Yes, it was difficult to get used to not feeling, touching, eating or sleeping, but the relief from the pain and the indignity of terminal illness had always stayed with him. Cook was grateful for death – considering what a crock of shit his life had become. True, there were awful psychic manifestations caused by the dissolution of his mind – but hell, he’d always had a dark imagination anyway. There was nothing more horrible than he could’ve conceived himself. He found the cynicism of the PD programme a balm for disincorporation. ‘What do the steps mean?’ he croaked. ‘I’ve no fucking idea. Do I work them in any sense? I haven’t a fucking clue. It seems to me – and I’ve only my own experience to go on – that this whole set-up is a bit of joke. Who’s the joke on? I don’t know – and what’s more, my loves, I don’t think I ever will.’ He spoke – as you can see – to my condition.

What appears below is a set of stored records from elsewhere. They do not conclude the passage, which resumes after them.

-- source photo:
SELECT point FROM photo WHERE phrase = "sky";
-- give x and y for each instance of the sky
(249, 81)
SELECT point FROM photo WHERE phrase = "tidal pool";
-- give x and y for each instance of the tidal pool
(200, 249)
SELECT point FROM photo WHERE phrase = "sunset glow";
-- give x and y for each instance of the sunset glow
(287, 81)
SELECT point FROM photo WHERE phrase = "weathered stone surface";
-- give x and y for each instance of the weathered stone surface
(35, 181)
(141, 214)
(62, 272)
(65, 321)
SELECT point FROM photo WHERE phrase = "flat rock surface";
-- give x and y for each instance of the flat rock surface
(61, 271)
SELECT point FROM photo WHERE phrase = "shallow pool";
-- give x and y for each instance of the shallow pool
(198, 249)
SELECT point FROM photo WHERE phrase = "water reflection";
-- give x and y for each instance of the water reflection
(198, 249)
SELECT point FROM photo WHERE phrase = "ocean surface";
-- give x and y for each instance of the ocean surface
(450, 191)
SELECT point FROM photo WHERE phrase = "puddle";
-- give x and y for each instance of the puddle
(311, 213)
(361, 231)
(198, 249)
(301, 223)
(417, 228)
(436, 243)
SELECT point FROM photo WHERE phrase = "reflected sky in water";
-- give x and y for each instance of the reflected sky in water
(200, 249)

After Cook had finished, the Secretary announced that he was ‘throwing the meeting open for general sharing’. They called it ‘sharing’ – how ridiculous, how risible an expression. Only corpses could’ve failed to corpse when uttering such jargon. Anyway, what this meant in practice was a lot of halting, garbled complaint. One after another, introducing themselves ‘I’m so-and-so and I’m personally dead’, the members of PD gave vent to their smoke and their complaints. The bizarre thing was that while what they described was pantomimically over-the-top, the manner in which they expressed it was leaden. It was like the visitation of the Fats; the terrors faded out suddenly, like piano notes stifled by a foot-pedal. I guess it should’ve hit me then that I really was dead, and more so, that all life’s piquancy had been solely a function of the fear of death. But it bloody well didn’t.

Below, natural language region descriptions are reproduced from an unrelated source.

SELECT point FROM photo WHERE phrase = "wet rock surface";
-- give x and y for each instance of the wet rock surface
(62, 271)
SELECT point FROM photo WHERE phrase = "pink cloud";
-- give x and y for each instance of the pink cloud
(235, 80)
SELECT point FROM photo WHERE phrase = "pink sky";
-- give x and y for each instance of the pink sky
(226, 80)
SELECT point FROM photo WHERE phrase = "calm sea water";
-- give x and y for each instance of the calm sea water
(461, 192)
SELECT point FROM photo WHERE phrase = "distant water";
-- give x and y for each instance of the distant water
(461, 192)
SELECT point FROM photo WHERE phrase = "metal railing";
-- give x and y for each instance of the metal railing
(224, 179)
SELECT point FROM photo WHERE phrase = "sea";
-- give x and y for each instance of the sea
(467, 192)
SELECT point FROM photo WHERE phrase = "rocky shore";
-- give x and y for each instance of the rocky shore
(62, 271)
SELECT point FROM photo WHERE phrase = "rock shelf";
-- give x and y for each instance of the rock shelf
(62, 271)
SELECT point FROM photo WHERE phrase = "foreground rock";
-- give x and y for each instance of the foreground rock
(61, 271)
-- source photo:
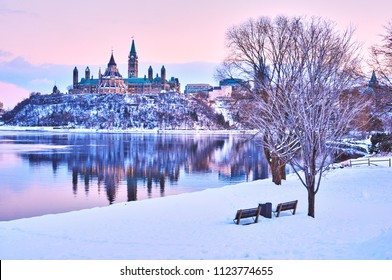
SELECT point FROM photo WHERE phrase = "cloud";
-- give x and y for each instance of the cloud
(42, 81)
(11, 94)
(38, 78)
(5, 55)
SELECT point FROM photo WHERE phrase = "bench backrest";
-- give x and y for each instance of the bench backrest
(246, 213)
(288, 205)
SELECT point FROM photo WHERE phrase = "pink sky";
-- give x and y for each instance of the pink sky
(45, 32)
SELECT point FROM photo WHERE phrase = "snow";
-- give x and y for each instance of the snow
(353, 221)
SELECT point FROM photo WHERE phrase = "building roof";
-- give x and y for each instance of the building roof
(89, 82)
(137, 81)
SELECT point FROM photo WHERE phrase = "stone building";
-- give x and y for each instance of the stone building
(111, 81)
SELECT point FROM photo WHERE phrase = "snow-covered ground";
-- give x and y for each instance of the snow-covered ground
(353, 221)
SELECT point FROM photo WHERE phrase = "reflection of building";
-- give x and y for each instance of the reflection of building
(133, 167)
(111, 81)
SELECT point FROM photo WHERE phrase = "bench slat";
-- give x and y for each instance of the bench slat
(247, 213)
(291, 205)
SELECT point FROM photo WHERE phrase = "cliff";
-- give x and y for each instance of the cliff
(115, 111)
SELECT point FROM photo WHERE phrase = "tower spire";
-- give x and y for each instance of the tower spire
(111, 61)
(133, 48)
(133, 62)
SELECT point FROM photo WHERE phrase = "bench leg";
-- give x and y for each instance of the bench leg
(239, 217)
(258, 214)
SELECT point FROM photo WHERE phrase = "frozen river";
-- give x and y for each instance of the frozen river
(47, 173)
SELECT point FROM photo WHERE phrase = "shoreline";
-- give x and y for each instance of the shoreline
(125, 131)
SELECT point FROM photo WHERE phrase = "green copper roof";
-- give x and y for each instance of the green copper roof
(137, 81)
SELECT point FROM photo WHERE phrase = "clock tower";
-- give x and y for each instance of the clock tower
(133, 62)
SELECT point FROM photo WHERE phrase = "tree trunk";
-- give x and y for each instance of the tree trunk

The PD members spoke of the gods of the Hindu pantheon – elephant-headed Ganesh, monkey-bodied Hanuman, skull-garlanded Kali, quadri-armed Vishnu – smashing through the thin walls of their Dulston bedsits, rehearsing their ancient grievances, then re-enacting their epochal battles. A whirl of avatars in the toilet bowl. They moaned about Christ emerging from the Golgotha of their fan-assisted oven, to deliver a quavering sermon from the mount on their secular kitchen floor. In the Babylonian suburb they inhabited, the Four Horsemen of the Apocalypse exercised their mounts by cantering across the municipal park. Death, War and Hunger hitched them to the swings in the kids’ playground; while Civil Strife shared out ham sandwiches and tea by the boating lake.

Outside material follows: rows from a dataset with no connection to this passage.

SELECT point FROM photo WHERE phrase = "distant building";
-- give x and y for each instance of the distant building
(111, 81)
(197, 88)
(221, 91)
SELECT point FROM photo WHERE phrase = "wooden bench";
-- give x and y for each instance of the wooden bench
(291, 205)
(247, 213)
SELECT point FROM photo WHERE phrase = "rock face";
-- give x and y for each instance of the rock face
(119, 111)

In the confused realm of the personally dead, houris bathed in the small sinks left behind in the corners of spare bedrooms where dead builders had undertaken spurious conversion work. These eternally pure courtesans, capable of conceiving at the will of the faithful, drank sherbert, and laughed lustily long into the night. Even the gods of the pre-Buddhist religion of Tibet could get flat-shares in Dulston. So, psycho-physical chromatism came to Corinth Way, Sparta Terrace, Syracuse Park and Athens Road. Blue gods the size of car dealerships loomed over the car dealerships; red gods the size of buses dodged among the buses; and green gods – temporarily entombed in the raised, grass-covered embankments of the Dulston Reservoir – surged forth when the personally dead approached. The florists sold demoniacal flesh-eating plants at a pound a stem. Very dear.